Entre cette méconnaissance et le fait que Jojo’s Bizarre Adventure version manga ne sera plus édité en France entre 2006 et 2014 quand Tonkam se lancera dans une vaste entreprise de réédition, la franchise a largement eu le temps de sortir de mes radars. Je savais que JoJo existait, et je savais que c’était une série importante, mais je n’ai plus vraiment pris le temps de m’y intéresser.

Des premières saisons difficiles à aimer ?
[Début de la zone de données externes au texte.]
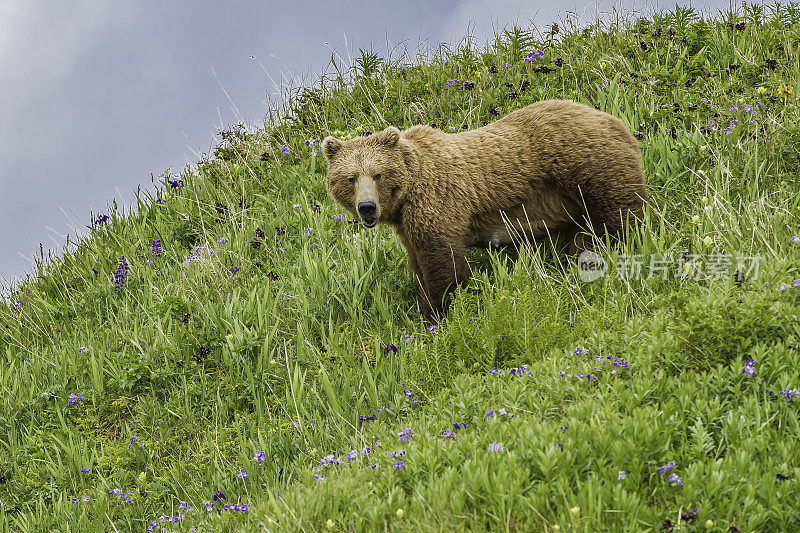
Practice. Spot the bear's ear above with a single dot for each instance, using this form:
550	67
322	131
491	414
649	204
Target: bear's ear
389	136
330	146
En 2012, la bande dessinée d’Araki est une nouvelle fois adaptée sous forme de dessin animé, cette fois-ci par le prestigieux studio David Production. Je peine une nouvelle fois à me pencher sur la question, car cette adaptation fait le choix de recommencer au tout début de la série, adaptant les premiers chapitres parus en 1987 (qui ne ressemblent pas vraiment, voire pas du tout, au reste de la saga). Mais d’ailleurs, de quoi parle (vraiment) JoJo’s Bizarre Adventure ?

©Studio APPP

Le manga d’Araki, comme sa très fidèle adaptation animée, a une structure particulière. Chaque arc scénaristique met en scène un personnage dont le nom peut être diminué par les syllabes JoJo (Joseph Joestar, Jolyne Cujo, Giorgio Giovanna…), et ils sont tous plus ou moins liés par le sang.
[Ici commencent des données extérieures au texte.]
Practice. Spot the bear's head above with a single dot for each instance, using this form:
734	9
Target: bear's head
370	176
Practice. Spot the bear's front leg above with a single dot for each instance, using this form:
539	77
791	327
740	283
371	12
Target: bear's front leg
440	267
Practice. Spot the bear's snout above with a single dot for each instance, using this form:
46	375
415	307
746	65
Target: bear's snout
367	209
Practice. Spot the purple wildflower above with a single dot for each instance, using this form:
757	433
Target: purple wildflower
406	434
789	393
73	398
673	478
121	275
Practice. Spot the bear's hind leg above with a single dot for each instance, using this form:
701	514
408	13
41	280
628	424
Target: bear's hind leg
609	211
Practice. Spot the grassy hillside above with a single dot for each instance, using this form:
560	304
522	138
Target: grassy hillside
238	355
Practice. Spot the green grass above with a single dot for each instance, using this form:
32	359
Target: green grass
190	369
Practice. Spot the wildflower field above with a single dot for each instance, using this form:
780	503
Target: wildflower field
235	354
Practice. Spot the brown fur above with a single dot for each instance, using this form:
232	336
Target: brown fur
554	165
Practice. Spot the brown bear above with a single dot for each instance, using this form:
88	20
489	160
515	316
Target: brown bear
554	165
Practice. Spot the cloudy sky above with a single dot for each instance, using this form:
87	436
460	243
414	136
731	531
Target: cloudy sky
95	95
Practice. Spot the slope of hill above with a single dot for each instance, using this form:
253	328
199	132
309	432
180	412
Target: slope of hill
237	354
Dans les grandes lignes, le récit raconte la vie d’une seule et même famille sur plusieurs générations, de la fin du XIXᵉ siècle jusque dans un futur proche. Chaque sous-série a été pensée pour pouvoir se lire de manière indépendante des autres, malgré la récurrence de certains concepts et personnages.

Artwork pour la version animée de Jojo’s Bizarre Adventure: Battle Tendency.©Hirihiko Araki / David Production

Mais, au sein de cet ensemble de neuf récits constituant l’ossature de la franchise, les deux premières histoires, Phantom Blood et Battle Tendency, n’ont pas vraiment de rapport avec la suite. Même si le trait a beaucoup vieilli (le style d’Araki n’était pas encore très affirmé à la fin des années 1980), c’est surtout le fond qui semble un peu maladroit, trois décennies plus tard.
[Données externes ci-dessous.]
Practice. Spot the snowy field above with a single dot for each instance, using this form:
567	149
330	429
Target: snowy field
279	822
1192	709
Dans la première partie, on suit un jeune homme bien sous tous rapports, dans la société victorienne. Il va devoir lutter dans des combats contre son frère, qui est devenu un vampire, dans l’ombre de sombres complots. Phantom Blood s’apparente ainsi à une série de duels brutaux où Ken le Survivant rencontrerait Dracula.

Crazy Noisy Bizarre Town, par The Du, générique iconique de JoJo’s Bizarre Adventure: Diamond is Unbreakable.

Dans la seconde partie, on suit le descendant du héros durant la Grande Dépression. Ce dernier doit régler leur compte à des êtres immortels accidentellement réveillés par des nazis. Si le côté fantasque et farfelu qui fera plus tard le sel de la saga est déjà là, les deux premières séries JoJo sont assez confuses et ne savent pas exactement ce qu’elles souhaitent raconter. Les affrontements entre les protagonistes sont aussi classiques que répétitifs pour un manga de l’époque. Ce sont des montagnes de muscles qui se tapent dessus et, à la fin, le gentil gagne.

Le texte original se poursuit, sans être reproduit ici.